Brick-and-mortar shops adopt technologies such as Bluetooth beacons to track and analyse movement patterns of shoppers, and this data is matched up online tracking data to provide a full picture of each customer.
As more organisations join the information chain to become ‘hyperaware’ of their customers, the opportunities for enterprises – and the potential benefits for customers – are bound to explode.
Digital delivery of public services
With citizens becoming increasingly connected and tech-savvy at exponential rates, they have begun to demand from their governments the same level of convenience and speed they get from businesses’ online services.
In this digital era, governments will move quickly beyond the small steps they have taken so far.
The same technologies that allow organisations to better understand and serve their customers could become the saving grace for the public sector.
The advent of social media and mobile devices has also increased the comfort level of people sharing information and making transactions – even sensitive ones – online and on-the-go.

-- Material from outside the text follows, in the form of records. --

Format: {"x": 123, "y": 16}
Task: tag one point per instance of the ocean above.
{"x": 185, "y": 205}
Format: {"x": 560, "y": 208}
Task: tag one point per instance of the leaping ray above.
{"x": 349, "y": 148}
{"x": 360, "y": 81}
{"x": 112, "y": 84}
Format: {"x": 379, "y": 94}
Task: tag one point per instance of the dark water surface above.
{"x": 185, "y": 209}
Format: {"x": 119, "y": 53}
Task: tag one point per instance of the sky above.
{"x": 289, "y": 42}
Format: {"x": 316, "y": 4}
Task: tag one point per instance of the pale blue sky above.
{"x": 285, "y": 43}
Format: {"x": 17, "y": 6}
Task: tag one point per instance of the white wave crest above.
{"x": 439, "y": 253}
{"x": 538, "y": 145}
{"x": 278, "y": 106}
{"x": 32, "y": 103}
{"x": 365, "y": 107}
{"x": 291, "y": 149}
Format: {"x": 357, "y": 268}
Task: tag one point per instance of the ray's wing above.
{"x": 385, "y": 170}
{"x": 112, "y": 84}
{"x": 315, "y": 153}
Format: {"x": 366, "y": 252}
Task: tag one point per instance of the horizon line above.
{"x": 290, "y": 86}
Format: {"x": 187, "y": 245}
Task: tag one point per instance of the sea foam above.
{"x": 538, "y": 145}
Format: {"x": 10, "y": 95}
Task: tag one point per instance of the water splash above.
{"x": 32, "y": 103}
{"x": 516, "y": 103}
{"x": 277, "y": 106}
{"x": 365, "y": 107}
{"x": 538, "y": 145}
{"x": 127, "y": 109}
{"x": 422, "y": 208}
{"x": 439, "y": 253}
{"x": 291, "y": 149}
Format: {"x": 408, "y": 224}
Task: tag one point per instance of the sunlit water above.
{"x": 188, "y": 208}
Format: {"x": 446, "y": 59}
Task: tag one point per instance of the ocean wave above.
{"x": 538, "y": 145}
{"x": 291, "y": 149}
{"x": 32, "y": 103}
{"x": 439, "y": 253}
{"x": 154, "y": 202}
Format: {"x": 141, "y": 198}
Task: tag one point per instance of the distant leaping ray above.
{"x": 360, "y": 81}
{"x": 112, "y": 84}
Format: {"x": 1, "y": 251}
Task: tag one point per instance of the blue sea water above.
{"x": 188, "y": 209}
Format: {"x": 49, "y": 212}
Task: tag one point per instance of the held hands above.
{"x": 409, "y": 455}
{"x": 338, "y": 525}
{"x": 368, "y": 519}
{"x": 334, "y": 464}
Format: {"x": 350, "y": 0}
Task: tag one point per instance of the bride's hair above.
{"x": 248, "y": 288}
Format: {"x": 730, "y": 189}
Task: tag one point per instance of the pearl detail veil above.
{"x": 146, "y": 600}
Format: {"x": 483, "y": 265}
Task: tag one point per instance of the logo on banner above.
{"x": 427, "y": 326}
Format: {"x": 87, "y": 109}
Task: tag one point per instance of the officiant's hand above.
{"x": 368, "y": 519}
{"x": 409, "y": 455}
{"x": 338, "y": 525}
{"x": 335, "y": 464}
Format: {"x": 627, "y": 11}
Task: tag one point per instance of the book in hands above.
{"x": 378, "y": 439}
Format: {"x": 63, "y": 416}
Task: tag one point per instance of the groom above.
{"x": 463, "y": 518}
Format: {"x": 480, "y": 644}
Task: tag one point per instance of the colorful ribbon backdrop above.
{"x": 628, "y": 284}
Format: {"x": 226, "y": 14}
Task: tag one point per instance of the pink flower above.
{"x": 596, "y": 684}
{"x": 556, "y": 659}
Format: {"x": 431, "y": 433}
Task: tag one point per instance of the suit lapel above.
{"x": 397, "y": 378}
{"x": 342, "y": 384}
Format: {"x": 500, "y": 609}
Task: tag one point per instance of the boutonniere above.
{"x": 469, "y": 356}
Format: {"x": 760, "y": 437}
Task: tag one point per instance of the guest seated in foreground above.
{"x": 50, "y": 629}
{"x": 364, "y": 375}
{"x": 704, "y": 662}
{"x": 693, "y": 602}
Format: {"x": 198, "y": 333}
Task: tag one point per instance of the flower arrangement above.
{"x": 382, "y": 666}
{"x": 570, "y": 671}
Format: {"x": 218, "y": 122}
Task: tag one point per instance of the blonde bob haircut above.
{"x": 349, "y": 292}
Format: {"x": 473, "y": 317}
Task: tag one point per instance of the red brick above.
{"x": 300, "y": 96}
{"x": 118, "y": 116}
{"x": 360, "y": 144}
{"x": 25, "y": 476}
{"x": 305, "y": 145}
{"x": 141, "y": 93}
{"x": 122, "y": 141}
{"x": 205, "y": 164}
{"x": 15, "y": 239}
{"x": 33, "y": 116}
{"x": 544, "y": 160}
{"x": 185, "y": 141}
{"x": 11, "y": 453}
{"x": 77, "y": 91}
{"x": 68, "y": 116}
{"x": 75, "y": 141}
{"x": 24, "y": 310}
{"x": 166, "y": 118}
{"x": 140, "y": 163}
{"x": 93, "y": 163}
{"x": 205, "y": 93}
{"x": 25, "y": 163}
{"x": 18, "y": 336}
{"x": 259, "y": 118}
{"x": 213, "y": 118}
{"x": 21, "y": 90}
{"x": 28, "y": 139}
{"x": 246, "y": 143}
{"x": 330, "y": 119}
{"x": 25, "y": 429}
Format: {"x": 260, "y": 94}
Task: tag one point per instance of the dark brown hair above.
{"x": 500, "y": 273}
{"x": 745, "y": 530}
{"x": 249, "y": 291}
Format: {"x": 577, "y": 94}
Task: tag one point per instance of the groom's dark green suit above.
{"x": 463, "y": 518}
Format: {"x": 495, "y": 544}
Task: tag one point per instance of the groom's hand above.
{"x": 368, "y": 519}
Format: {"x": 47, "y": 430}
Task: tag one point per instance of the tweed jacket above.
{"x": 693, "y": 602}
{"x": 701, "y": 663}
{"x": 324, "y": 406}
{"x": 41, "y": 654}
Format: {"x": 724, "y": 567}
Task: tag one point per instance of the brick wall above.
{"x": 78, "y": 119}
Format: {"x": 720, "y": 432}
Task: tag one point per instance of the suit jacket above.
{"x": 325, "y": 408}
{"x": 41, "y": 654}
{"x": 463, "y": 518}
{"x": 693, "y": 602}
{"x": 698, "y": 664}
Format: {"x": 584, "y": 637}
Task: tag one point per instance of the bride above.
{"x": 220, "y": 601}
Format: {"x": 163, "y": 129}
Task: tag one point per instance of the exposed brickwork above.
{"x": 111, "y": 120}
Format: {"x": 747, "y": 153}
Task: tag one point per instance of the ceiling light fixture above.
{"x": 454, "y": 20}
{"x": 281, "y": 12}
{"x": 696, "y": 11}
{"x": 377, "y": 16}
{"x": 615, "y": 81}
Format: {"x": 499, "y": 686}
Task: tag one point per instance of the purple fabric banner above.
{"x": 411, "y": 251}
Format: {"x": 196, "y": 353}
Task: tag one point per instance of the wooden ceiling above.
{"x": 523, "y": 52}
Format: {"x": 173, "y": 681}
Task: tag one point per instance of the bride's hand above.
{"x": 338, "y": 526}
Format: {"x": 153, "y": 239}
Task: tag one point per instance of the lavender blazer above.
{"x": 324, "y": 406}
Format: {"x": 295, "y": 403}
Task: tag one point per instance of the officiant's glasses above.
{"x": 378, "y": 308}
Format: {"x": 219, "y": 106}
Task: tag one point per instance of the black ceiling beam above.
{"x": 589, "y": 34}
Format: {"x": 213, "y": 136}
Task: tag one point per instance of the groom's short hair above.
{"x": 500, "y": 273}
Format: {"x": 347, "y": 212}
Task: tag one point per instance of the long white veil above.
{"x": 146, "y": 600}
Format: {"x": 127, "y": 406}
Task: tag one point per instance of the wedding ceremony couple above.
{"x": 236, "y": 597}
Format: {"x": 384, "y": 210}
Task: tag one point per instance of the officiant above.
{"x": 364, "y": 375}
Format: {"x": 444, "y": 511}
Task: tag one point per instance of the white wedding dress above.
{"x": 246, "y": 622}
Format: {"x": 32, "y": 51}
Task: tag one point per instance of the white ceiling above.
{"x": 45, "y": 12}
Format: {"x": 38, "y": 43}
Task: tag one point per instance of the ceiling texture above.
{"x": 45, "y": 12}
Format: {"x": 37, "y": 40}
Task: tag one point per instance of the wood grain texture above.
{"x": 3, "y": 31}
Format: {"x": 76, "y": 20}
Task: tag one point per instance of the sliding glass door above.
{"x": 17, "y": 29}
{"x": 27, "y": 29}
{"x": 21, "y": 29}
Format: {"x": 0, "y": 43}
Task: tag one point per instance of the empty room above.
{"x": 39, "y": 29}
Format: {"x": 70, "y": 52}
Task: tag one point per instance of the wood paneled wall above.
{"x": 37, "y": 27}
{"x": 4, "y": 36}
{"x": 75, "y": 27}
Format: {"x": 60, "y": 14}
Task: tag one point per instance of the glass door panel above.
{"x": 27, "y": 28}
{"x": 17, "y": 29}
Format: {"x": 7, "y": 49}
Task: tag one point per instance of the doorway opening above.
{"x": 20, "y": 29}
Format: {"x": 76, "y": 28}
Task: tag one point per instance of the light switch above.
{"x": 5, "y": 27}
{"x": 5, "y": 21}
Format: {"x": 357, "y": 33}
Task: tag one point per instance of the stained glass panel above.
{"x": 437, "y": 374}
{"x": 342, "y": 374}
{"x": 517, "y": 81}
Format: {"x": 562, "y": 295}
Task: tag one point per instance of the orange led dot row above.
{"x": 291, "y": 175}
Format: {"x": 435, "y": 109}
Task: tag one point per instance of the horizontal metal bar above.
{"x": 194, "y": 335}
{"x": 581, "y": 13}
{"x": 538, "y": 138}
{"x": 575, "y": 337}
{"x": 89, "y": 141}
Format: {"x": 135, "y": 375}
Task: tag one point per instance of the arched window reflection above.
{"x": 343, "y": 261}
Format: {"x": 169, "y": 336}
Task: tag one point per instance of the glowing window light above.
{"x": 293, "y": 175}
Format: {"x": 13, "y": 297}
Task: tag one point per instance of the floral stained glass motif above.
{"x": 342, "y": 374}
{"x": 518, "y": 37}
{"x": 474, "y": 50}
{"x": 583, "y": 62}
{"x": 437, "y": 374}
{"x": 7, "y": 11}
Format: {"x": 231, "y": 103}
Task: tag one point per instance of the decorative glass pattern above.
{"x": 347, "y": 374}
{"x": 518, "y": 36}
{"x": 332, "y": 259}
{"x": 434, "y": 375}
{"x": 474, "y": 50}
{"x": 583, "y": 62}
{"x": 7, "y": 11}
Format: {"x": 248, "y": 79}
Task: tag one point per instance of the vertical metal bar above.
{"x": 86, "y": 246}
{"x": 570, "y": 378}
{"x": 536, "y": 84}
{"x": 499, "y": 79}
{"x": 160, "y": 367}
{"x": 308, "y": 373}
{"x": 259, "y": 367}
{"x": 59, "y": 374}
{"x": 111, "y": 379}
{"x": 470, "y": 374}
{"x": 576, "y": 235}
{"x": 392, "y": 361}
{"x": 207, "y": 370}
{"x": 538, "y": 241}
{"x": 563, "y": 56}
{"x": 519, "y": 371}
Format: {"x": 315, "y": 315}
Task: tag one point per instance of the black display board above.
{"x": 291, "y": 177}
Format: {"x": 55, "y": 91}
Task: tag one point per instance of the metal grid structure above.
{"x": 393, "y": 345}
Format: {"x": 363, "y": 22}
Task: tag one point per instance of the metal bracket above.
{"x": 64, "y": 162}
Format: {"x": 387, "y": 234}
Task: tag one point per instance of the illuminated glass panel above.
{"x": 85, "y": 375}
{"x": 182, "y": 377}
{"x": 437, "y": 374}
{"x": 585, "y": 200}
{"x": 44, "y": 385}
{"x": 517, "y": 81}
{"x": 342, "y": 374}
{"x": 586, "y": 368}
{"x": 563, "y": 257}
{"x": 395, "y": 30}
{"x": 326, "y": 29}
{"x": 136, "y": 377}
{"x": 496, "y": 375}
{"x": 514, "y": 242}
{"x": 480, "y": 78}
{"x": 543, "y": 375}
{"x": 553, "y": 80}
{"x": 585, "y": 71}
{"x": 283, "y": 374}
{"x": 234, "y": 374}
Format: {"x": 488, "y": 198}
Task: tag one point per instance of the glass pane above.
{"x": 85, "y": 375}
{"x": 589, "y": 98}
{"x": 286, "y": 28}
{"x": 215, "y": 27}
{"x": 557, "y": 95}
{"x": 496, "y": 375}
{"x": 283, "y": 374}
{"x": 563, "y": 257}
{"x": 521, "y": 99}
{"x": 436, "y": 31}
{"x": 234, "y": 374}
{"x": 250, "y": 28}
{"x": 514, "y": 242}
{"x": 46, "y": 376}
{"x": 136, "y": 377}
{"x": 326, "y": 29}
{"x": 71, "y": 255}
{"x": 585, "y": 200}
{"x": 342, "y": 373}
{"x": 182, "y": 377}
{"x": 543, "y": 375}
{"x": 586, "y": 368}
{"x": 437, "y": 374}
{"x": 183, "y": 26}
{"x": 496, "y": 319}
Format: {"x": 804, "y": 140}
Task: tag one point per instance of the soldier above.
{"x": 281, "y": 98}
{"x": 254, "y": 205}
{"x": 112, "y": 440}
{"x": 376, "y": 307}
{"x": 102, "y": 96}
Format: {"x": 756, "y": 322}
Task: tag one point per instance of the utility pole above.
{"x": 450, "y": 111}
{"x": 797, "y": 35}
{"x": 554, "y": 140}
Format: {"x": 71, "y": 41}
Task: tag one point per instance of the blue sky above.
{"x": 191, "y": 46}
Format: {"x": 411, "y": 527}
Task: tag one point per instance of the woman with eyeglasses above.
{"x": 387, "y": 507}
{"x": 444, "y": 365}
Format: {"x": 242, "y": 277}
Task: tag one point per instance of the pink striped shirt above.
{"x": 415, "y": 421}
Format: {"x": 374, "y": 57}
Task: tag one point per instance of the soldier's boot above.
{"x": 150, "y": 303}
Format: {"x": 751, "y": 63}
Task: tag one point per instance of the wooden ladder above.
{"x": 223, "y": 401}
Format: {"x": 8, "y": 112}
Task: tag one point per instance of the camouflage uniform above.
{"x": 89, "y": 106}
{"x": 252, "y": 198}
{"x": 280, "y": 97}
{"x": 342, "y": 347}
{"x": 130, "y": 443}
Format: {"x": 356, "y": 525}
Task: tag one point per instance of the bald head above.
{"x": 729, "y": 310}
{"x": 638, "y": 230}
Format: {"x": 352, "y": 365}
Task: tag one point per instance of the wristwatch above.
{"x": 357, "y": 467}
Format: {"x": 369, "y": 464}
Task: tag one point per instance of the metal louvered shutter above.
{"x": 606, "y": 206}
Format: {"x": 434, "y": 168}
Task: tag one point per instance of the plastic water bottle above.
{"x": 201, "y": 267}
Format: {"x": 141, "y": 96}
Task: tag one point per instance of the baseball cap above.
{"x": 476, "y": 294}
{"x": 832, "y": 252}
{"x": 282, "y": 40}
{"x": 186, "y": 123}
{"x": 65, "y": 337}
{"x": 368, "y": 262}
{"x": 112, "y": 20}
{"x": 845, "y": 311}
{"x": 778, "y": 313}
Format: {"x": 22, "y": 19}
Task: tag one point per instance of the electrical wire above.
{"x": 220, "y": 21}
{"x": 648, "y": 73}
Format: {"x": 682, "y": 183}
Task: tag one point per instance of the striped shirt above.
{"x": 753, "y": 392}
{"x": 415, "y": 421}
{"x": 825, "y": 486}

People already sharing what they are eating on Instagram, for example, could be more inclined to complete a government survey on the subject.
Tapping that technology and behaviour may help health authorities take steps to improve nutrition or reduce obesity.
The benefits can even extend to schools as governments are able to better personalise education based on data garnered from students and their work.
The challenges of ensuring such information is secured would be compounded though, as the public sector handles a preponderance of data.
Governments will also be ramping up their use of social media to engage citizens. In Indonesia, President Joko Widodo recently utilised crowdsourcing for the selection of his Cabinet.
In nearby Singapore, Prime Minister Lee Hsien Loong employed social media to give fans a chance to attend the country’s National Day Rally.
Maximising the cloud
For years, the IT industry has been on fire with the idea of getting businesses to move their technology to the cloud – replacing, and in many cases replicating, existing physical data centres with cloud-based equivalents.
A recent survey revealed that the majority of business applications will be deployed to multiple clouds across several geographies in the next 12 months.
However, while much fanfare has surrounded the adoption of cloud, less attention has been given to its efficiency. By not making full use of the cloud, enterprises might end up with operational expenditure (opex) bills as big as, or bigger than, the capital expenditure (capex) that they are trying to eliminate.
CIOs (chief information officers) and technology vendors need to be prepared to meet the new demands of cloud optimization, even as they wake up to the true value that it brings. A new era of cloud will begin, as enterprises balance to find the sweet spot between cloud adoption and optimization to maximize their IT budget in 2015.
Emmanuel Bonnassie is Asia Pacific senior vice president of sales at F5 Networks.